Validation: A3–A6 validated Week 1 (stakeholders). A1–A2 validated Week 2 (pair programming + AI scan).


6. AI Usage Declaration

Tool: GitHub Copilot — VS Code Agent Mode (Claude Opus 4.6). Sole AI tool used throughout the entire assessment.

Workflow: Conversational agent collaboration — human provides direction and constraints, AI generates content, human reviews and corrects. All 33 documents, cross-referencing, consistency fixes, gap analysis, and website built through sequential Copilot conversations.

Section AI/Human Human Contribution
Architecture (4.1) 85/15 Directed architecture decisions (Strangler Fig, YARP, per-service DB). Reviewed, corrected event flows
Migration timeline (4.2) 80/20 Set constraints (5 eng, 9 mo, 4 phases). Validated capacity math. Caught cross-doc inconsistency
Failure modeling (4.3) 85/15 Reviewed 8 scenarios, approved final 5, adjusted likelihood ratings
Trade-offs (4.4) 75/25 Engineering judgment on each decision (YARP over Ocelot, Container Apps over AKS)
Assumptions (4.5) 80/20 Identified key gaps from brief (payment frozen, tool procurement)
This declaration (4.6) 90/10 Directed "be honest about how we actually worked"
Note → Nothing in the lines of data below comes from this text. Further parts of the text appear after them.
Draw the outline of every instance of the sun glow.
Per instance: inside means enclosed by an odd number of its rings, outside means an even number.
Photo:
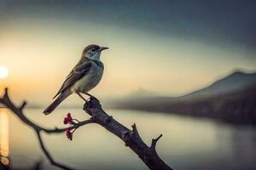
[[[9,76],[9,70],[5,66],[0,66],[0,78],[6,78]]]

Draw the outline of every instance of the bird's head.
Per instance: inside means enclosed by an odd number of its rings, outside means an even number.
[[[94,44],[89,45],[86,48],[84,48],[82,54],[82,58],[87,57],[90,60],[101,60],[102,51],[105,49],[108,49],[108,48],[100,47],[98,45]]]

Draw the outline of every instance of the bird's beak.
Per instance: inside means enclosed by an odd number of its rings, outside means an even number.
[[[108,49],[109,48],[101,47],[99,51],[103,51],[105,49]]]

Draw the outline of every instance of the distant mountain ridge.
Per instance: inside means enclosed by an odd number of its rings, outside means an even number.
[[[256,73],[236,71],[207,88],[181,97],[125,98],[115,100],[112,106],[256,125]]]
[[[200,97],[229,93],[247,88],[256,82],[256,72],[236,71],[200,90],[182,97]]]

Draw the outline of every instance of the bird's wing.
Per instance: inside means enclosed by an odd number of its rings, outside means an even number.
[[[88,74],[90,69],[91,67],[91,62],[90,60],[79,60],[79,62],[75,65],[75,67],[70,71],[70,73],[66,77],[65,82],[63,82],[61,89],[58,91],[56,95],[53,99],[55,99],[57,95],[62,93],[67,88],[73,86],[78,80],[79,80],[82,76]]]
Overall: ~85% AI (generation, code, analysis, formatting) / ~15% Human (direction, decisions, constraints, review, correction). That 15% is what matters — the Tech Lead decides what to build and when the AI is wrong.

Preventing Blind AI Usage

          ┌──────────┐  Payment: 2 human reviewers
          │ SECURITY │  Zero AI-only merge
          │   GATE   │
          └────┬─────┘
        ┌──────┴──────┐  Business logic: human
        │   HUMAN     │  validates requirement trace
        │   REVIEW    │
        └──────┬──────┘
     ┌─────────┴─────────┐  CodeRabbit auto-review
     │  AI AUTO-REVIEW   │  flags issues for human
     └─────────┬─────────┘
  ┌────────────┴────────────┐  Lint + tests + SAST +
  │   CI PIPELINE GATE      │  contract tests. Must pass.
  │   No --no-verify        │  No exceptions.
  └─────────────────────────┘

Every AI-generated line passes ALL 4 gates. Weekly "explain this code" sessions — team must understand what AI wrote. Prompt library versioned in git.